Cucksey was the first Communist candidate to run in Portage—Lisgar since the 1945 election. He received 117 votes (0.34%), finishing sixth against Conservative candidate Brian Pallister.

===Anna-Celestrya Carr (Winnipeg Centre)===

Carr was eighteen years old at the time of the election, and may have been the youngest candidate anywhere in the country. She has been an active participant in Winnipeg's peace movement, and has been involved in issues concerning refugees, the women's movement, and Manitoba's Aboriginal community. She received 114 votes in the 2004 election, or about 0.5% of the total cast in the riding. Carr also ran in the 2006 election. In 2004, Carr became the youngest Aboriginal women to ever run in an election in Canadian history.

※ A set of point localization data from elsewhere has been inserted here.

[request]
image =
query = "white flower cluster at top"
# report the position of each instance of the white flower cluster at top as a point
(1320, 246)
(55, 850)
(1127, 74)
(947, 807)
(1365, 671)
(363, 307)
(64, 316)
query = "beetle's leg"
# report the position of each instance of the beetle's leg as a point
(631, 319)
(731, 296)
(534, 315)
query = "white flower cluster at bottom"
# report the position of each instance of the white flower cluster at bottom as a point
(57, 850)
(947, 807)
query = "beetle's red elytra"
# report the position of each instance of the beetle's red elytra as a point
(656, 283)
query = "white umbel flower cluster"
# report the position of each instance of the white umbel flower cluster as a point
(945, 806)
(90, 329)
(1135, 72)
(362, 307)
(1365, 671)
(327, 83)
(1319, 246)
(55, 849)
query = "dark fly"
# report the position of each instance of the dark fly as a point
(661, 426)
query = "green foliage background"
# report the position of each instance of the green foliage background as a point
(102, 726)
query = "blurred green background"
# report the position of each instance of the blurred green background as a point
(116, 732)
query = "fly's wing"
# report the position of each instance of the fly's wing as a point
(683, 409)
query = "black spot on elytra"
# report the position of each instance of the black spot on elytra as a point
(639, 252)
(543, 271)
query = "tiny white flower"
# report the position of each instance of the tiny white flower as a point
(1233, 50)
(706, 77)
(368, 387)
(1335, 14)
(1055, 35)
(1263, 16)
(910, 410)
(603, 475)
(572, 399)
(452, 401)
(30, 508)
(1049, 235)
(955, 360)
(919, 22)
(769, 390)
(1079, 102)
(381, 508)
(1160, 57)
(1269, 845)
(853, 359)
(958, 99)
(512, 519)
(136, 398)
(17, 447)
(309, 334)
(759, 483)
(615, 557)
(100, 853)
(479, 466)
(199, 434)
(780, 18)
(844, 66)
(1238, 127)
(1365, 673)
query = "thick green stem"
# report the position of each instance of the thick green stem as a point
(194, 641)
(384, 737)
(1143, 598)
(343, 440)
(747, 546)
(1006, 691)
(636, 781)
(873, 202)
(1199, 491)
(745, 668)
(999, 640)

Carr is the daughter of Cheryl-Anne Carr, who has campaigned as a candidate of the Communist Party of Canada - Manitoba on three occasions.

==Ontario==
===Gurdev Singh Mattu (Brampton—Springdale)===

Mattu was born in Jalandhar, Punjab, India, and for many years served as the vice-president of the Centre of Indian Trade Unions in Punjab. He moved to Brampton in 1997, and became an active figure in the Indo-Canadian community. He received 86 votes (0.21%), finishing fifth against Liberal candidate Ruby Dhalla.